Mind you, it is rush hour on the last work day before Christmas. The freeway was absolutely jammed. I was about to enter traffic when a guy on the freeway says, “Oh no you won’t!” and tried to head me off.
“Yikes!” the examiner says, but eventually I get on. I figured I had flunked the test right there, but no, we drive on and I pass.
So now I was up for renewal again with this near miss still dominating my memory. On the appointed day I go to the DMV and pass the written test with flying colors. But because of my squirrely right eye I flunk the vision test. Fortunately I have a DMV form from my ophthalmologist certifying that in spite of my handicap, I can see quite well enough to drive.
The DMV procedures say if you have taken a vision driving test, which I had five years earlier, you don’t have to repeat it. The woman at the window will have none of that…”You’re legally blind in your right eye. Take the driving test.”
“But the procedures say…”
“Take the driving test.”
So I do. The examiner turns out to be the same guy I had five years ago. He’s older and actually a cool guy. I’ve been sweating this. If you are a regular reader, you know Mrs. R. has been in an out of the hospital and a skilled nursing facility much of the time since Thanksgiving. For the time being, she can’t drive. If I flunk, I can’t drive to visit her, to take her to appointments, to … well to do anything.

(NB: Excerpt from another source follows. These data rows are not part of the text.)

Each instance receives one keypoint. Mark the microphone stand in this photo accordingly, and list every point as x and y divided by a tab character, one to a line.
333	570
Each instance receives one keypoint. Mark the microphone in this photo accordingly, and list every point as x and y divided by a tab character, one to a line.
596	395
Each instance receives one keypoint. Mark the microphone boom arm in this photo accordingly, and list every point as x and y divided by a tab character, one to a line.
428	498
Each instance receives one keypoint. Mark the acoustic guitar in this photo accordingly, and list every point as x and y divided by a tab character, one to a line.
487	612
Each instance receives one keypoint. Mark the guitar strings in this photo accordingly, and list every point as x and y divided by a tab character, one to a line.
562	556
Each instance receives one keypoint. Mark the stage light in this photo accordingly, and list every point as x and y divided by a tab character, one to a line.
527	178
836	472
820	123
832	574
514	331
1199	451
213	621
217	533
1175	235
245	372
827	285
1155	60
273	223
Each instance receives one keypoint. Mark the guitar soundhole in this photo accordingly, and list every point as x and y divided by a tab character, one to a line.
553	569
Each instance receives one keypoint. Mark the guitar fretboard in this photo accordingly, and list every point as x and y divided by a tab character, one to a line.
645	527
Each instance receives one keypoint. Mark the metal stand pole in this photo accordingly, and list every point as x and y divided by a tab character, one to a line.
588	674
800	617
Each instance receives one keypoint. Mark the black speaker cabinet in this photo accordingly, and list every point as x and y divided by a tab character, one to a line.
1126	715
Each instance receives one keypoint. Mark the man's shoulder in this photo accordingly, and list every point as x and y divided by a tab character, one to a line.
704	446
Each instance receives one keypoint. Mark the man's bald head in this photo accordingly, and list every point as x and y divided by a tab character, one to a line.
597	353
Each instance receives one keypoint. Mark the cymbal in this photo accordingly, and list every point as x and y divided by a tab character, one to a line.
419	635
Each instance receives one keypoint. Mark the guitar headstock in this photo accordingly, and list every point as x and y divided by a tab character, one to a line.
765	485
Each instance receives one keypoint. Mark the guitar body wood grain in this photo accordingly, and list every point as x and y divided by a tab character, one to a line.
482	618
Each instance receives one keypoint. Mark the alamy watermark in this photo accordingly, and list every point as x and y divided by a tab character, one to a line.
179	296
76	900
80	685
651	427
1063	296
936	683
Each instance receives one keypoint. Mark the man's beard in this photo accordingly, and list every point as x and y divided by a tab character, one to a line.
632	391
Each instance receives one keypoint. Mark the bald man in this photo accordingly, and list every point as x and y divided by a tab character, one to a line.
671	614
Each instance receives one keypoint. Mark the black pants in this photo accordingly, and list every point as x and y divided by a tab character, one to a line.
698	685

Unlike the conditions on my earlier test, it’s a sunny afternoon. “Turn right and get on the freeway,” the examiner says. I do so.
“Move to the left one lane.” I signal. Then I do my best to check my blind spot, which is difficult because of all the arthritis in my upper body. Apparently there was no one in that lane because we move over without hearing the crash of metal on metal.
A while later he says, “Get in the right lane and pull off the freeway.”
After a while on a quiet surface street, he tells me to pull over, park, and then demonstrate I can back up in a straight line without hitting the curb. You actually get three chances to do this, but I succeed on the first.
Throughout the entire drive I am conscious that you can do everything else right, but if you commit any one of eight critical errors — make an unsafe lane change, fail to yield to vehicles or pedestrians, fail to make a complete stop, etc. — the test is over and you flunk on the spot. I normally wouldn’t do any of that, but when you’re nervous you do odd things.
We get back to the DMV and I think the test is over, but not so. In the parking lot he tells me to get into the outgoing lane. I turn right and do so.
“That was a right turn,” he says. “You didn’t put on your turn signal.” We come to a stop and the examiner still doesn’t tell me if I passed but instead launches into a lecture on checking blind spots. Apparently he thinks this is what pedagogues call a “teachable moment.”
“Well you passed,” he says at last. Given his tone of voice, he might have added “but I have no idea how you did.”
We get out of the car. “Follow me inside,” he says. The place is mobbed and the lines are out the door, so I figure I’m in for at least a half-hour wait in line. But the examiner marches me past the crowd. Then, gesturing occasionally at me, he has a few words with the guy behind the counter, who will approve my exam score. I really couldn’t hear what they said, but suddenly the guy behind the counter smiles, looks over and points at me. Instantly I am first in line. It was a terrific way to end several months of worry.